DonKarlssonSan commented 3 years ago

The sandbox provides security inside the browser, but is there a need to worry about what the executing code does? Like mining bitcoins and such.

mrdoob commented 3 years ago

How can it mine bitcoin if it can't do external connections?

ricardomatias commented 3 years ago

I think for dynamic NFTs (nothing rendered), they should have a label/badge/icon to show that they are such and on hover load/ run them. A screenshot isn't a good medium to transcribe interactivity or show development and wouldn't work with pieces which have audio.

andrevenancio commented 3 years ago

I think for dynamic NFTs (nothing rendered), they should have a label/badge/icon to show that they are such and on hover load/ run them. A screenshot isn't a good medium to transcribe interactivity or show development and wouldn't work with pieces which have audio.

A screenshot isn't a good medium but its better than having no preview at all. If you think of the NFT in the context of the feed, to the user its just empty square with a "Play" button.

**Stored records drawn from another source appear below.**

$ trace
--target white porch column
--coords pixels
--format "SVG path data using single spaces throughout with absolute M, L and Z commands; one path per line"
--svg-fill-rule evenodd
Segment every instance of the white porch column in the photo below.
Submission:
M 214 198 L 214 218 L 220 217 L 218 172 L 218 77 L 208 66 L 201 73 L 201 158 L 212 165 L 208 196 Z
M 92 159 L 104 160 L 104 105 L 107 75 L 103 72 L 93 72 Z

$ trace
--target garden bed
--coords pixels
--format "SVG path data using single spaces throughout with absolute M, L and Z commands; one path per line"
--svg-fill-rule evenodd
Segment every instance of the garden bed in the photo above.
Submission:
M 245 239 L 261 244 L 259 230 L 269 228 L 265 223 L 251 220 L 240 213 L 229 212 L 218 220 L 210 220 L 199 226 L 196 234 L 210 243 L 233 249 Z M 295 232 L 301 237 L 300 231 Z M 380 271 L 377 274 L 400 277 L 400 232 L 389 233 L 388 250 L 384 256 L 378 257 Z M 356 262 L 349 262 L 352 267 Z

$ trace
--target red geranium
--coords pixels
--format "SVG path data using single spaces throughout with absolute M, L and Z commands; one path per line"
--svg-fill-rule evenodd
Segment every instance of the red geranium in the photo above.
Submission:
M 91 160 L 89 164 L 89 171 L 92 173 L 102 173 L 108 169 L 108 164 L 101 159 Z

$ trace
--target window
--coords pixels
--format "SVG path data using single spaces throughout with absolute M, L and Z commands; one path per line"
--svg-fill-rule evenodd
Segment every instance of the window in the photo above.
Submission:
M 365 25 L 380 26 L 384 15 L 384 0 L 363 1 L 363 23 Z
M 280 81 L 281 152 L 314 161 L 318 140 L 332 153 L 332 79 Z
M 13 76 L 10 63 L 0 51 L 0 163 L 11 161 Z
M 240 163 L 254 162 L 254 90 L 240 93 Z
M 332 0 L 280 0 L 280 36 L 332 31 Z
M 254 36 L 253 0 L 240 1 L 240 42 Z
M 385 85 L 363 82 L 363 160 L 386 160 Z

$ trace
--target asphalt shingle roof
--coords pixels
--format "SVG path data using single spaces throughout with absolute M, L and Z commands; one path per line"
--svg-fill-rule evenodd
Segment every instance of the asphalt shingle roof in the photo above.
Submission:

Having an image will definetely help you visually filter what you want to see. IMHO...

ricardomatias commented 3 years ago

If it's the same for everyone, you could argue it creates a disadvantage towards still pieces. On the other hand, is the purpose of the feed to make it efficient for the user to scan artworks? I think it'd be cooler to create engagement rather than follow social network practices since the intent is different (in my perspective). Abstract things aside, we still need a way to "thumbnail" audio artworks.

mrdoob commented 3 years ago

The intent is to not hang people's devices while browsing the feed because one of the interactive pieces have a intensive shader.

You can even crash the whole tab and make the site inaccessible for users with slow gpus.

ricardomatias commented 3 years ago

@mrdoob that's a bit off, I didn't suggest for just running them on load.

pichiste commented 3 years ago

the solution for multiple players is to disable them as soon as they leave the viewport, using IntersectionObserver. It can be done by removing them altogether (easy), or disabling all the things that can produce sound (and all the other stuff that we might want to throttle, like requestAnimationFrame, setInterval, etc.) which is way harder.

I think lazy-loading and disabling as things come out of the page is the reasonable option.

The iframes can also auto-implement a wrapper for "Touch to start" and all these features. I have a custom element solution in my website, here's an example: https://www.clicktorelease.com/blog/experiments-with-perlin-noise/. It could implement autoplay, but i chose not to and show a cover image, to respect the user.

Something along these lines makes the most sense to me. There should probably never be more than 1 iframe running at any given time.

andrevenancio commented 3 years ago

I think this issue can now be closed. Thanks for all the nice feedback everyone!